A Marinha terá 19,3% do pacote para comprar novos submarinos e navios e o Exército, 16,6% para desenvolver novos carros de infantaria. Outras verbas vão para programas diversos das três Forças.

É uma mudança histórica. Desde o fim do século 19, quando se unificou em um império, a Alemanha é vista como uma ameaça por seus vizinhos. Provou isso na Primeira Guerra Mundial (1914-18) e na ascensão do nazismo, que desembocou no segundo conflito global (1939-45).

Durante a Guerra Fria, foi dividida entre a União Soviética e os Aliados, dando à luz dois países, a Alemanha Ocidental capitalista e membro da Otan (clube militar dos EUA) e a Oriental, comunista e prócer do Pacto de Varsóvia comandando por Moscou.

O solo alemão era o principal candidato para o início da Terceira Guerra Mundial, com forte militarização terceirizada pelas superpotências. Mas iniciativas militares próprias foram tolhidas, pelo temor do peso histórico do país. Com o fim da Guerra Fria, em 1989, e a reunificação de 1990, a Alemanha buscou demonstrar seu poder no projeto europeu pela economia.
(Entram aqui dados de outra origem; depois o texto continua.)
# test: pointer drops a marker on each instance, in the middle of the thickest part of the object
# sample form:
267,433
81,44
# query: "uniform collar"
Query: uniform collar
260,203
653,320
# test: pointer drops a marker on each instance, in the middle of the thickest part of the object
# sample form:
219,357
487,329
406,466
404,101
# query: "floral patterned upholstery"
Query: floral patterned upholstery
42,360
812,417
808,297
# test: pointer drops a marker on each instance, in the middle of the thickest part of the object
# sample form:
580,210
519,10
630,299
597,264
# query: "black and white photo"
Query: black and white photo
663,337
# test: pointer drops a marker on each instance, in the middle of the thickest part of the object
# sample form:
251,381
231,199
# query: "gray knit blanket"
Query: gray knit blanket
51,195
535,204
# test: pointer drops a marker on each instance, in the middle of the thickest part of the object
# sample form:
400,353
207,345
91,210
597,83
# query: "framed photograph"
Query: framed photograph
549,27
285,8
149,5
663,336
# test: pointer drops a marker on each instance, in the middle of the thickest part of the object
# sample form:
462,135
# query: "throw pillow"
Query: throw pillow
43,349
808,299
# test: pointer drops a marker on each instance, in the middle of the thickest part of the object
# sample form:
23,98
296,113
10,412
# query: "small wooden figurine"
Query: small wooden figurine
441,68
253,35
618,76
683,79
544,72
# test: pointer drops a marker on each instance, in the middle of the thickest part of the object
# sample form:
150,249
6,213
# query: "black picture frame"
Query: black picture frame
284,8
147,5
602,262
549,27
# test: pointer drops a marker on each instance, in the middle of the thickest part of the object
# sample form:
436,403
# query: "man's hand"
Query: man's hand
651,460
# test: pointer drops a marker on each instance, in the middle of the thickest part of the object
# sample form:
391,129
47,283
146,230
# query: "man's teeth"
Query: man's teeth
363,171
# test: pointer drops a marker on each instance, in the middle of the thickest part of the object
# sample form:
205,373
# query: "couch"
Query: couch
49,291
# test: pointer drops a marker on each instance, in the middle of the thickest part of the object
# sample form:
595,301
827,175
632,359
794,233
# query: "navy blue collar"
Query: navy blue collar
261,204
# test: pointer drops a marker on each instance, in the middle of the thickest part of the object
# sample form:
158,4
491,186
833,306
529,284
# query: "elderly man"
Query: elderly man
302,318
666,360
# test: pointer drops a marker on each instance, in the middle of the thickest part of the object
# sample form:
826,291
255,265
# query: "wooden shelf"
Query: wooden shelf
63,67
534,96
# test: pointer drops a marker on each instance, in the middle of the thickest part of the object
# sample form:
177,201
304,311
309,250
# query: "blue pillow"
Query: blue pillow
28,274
Viu seu gasto militar diminuir, e as Forças Armadas serem questionadas até de forma existencial. No arranjo até 24 de fevereiro deste ano, era aceitável a Berlim, apesar das críticas americanas, acentuadas principalmente na balbúrdia do governo Donald Trump (2017-21).

O pacifismo é uma força poderosa no país, base de partidos fortes como o Verde, que está na aliança de Scholz. Ao longo dos anos, particularmente após o complexo processo de absorção da metade comunista à capitalista, houve o interesse em não melindrar Moscou por motivos energéticos.

Projetos conjuntos na área de gás, área na qual a Alemanha depende da Rússia, são a base da crítica feita em Kiev e nas capitais do Leste Europeu a uma suposta leniência de Berlim com o rumo da guerra. Mesmo a entrega de armas mais pesadas, anunciada com fanfarra, não se concretizou integralmente ainda.

Mas os números entregues por Scholz, ainda que digam respeito à Alemanha e não à Ucrânia, são uma novidade no jogo. Neste ano, segundo dados da Otan, o orçamento militar alemão, compreendendo pessoal, era de EUR 50,9 bilhões (R$ 258,5 bi). Isso dava algo como 1,5% do Produto Interno Bruto, abaixo da recomendação de 2% aplicada aos 30 membros da Otan.

Agora, ao menos em relação ao gasto deste ano, o valor triplica e a porcentagem sobe para 2,8%, o maior da história recente do país. Ainda não há detalhes do escalonamento do pacote, mas teoricamente ele está incluso no orçamento federal deste ano, por meio de um fundo especial criado para isso.

O ritmo de dispêndio bélico deverá seguir em alta, como é previsível com o novo ambiente de segurança europeu, que já registra compras anunciadas por países como Polônia, Bulgária e Romênia. Os EUA já anunciaram o maior orçamento militar da história para 2022-23 e uma corrida armamentista da qual fabricantes americanos são os principais ganhadores está em curso.